また、「子供達が、ただただ横たわるだけの物言わぬ故人を見、周囲の深い悲しみと嘆きを見た事で命の重みや大切さを、身を持って知った」と言う、大人達の話も聞きました。

それに加え、社会で問題となっている子供達が受ける悲惨な事件。このような事に巻き込まれる事のないように子供たちを見守る地域の結びつきや、人々が安全に平穏に暮らすためのより一層の地域の力が必要となってきています。
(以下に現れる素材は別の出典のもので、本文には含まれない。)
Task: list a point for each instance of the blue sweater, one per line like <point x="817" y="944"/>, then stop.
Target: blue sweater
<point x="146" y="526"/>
それなのに現実は、それに逆行するかの様に、地元で葬儀を行う事をやめ、ご近所との関わりを避け、離れた所で葬儀を執り行った方、あるいはそれを望まれている方が非常に多くなってきています。

理由のひとつがこのような事であるのならば、早く町会関係者によって改善され、一人でも多くの方が地元で、地域で、気持ちよく思った通りの葬儀ができるように、変えていかなければならないと強く思います。
葬儀の形は当家の考えが反映されたものである事が大切、と町会が理解、尊重し、温かく見守っていただくようにと願うばかりです。